Repsol and partner Armstrong Energy have made the largest U.S. onshore conventional oil discovery in 30 years in Alaska with a drilling campaign over the winter finding significant levels of oil in Alaska’s North Slope.
The contingent resources identified with the existing data in Repsol and Armstrong Energy’s blocks in the Nanushuk play in Alaska could amount to approximately 1.2 billion barrels of recoverable light oil.
The Horseshoe-1 discovery well was drilled to a total depth of 6,000 ft. and encountered more than 150 ft. of net oil pay in several reservoir zones in the Nanushuk section. The Horseshoe-1A sidetrack was drilled to a total depth of 8,215 ft. and encountered more than 100 ft. of net oil pay in the Nanushuk interval as well.
The successive campaigns in the area have added significant new potential to what was previously viewed as a mature basin.

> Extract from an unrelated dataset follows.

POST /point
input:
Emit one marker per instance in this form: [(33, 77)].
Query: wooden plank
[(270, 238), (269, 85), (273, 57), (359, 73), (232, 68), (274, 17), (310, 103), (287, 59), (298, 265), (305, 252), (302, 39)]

Additionally Alaska has significant infrastructure which allows new resources to be developed more efficiently.
Preliminary development concepts for Pikka anticipate first production there from 2021, with a potential rate approaching 120,000 barrels of oil per day.
Repsol holds a 25 per cent working interest in the Horseshoe discovery and a 49 per cent working interest in the Pikka Unit. Armstrong holds the remaining working interest and is currently the operator.